Nogueira, que comanda de fato do PP, determinou que a bancada do partido evitasse assinar o requerimento de criação da CPI da Petrobras, contrariando ordem do próprio Bolsonaro.
Esta semana, Nogueira cobrou de Paulo Guedes, diante do chefe, empenho e apoio a mudanças na Lei das Estatais. Guedes, porém, considera um erro o governo embarcar no projeto, que pode prejudicar a Petrobras e outras empresas no mercado.
Nogueira não quer saber. Já disse a Bolsonaro que, para ter controle sobre a estatal de maneira “não explícita”, é preciso que as nomeações sejam feitas a partir da identificação de seus conselheiros e diretores com a linha ideológica do governo – ou seja, voltem a ser feitas por políticos.
Fosse assim, avaliou Nogueira, Bolsonaro não teria o desgaste sobre o preço dos combustíveis. A Petrobras auxiliaria o governo a minimizar os efeitos da flutuação do dólar e do preço internacional do barril do petróleo – ou seja, obedeceria ordens, a despeito de estatuto e condições de mercado.

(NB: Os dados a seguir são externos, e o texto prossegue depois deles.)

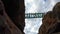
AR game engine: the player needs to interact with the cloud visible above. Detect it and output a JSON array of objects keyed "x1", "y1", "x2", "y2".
[{"x1": 24, "y1": 0, "x2": 60, "y2": 34}]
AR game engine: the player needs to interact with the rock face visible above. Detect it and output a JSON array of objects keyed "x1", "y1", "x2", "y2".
[
  {"x1": 38, "y1": 2, "x2": 60, "y2": 34},
  {"x1": 0, "y1": 0, "x2": 25, "y2": 34}
]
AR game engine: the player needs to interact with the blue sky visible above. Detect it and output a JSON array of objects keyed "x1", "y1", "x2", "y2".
[{"x1": 24, "y1": 0, "x2": 60, "y2": 34}]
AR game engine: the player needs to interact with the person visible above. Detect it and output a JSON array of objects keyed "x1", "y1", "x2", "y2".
[{"x1": 0, "y1": 0, "x2": 25, "y2": 34}]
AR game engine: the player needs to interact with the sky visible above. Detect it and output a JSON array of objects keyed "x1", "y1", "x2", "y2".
[{"x1": 24, "y1": 0, "x2": 60, "y2": 34}]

Na prática, Nogueira quer uma volta aos tempos em que a diretoria da Petrobras era loteada entre partidos políticos da base. Era assim até 2017, quando as diretorias eram rachadas entre o PP de Ciro, o PT e o MDB. O sistema foi derrubado pela Operação Lava Jato e enterrado depois pela Lei das Estatais, criada para dificultar justamente a interferência política e evitar novos crimes contra a estatal. É esta lei que Nogueira quer derrubar.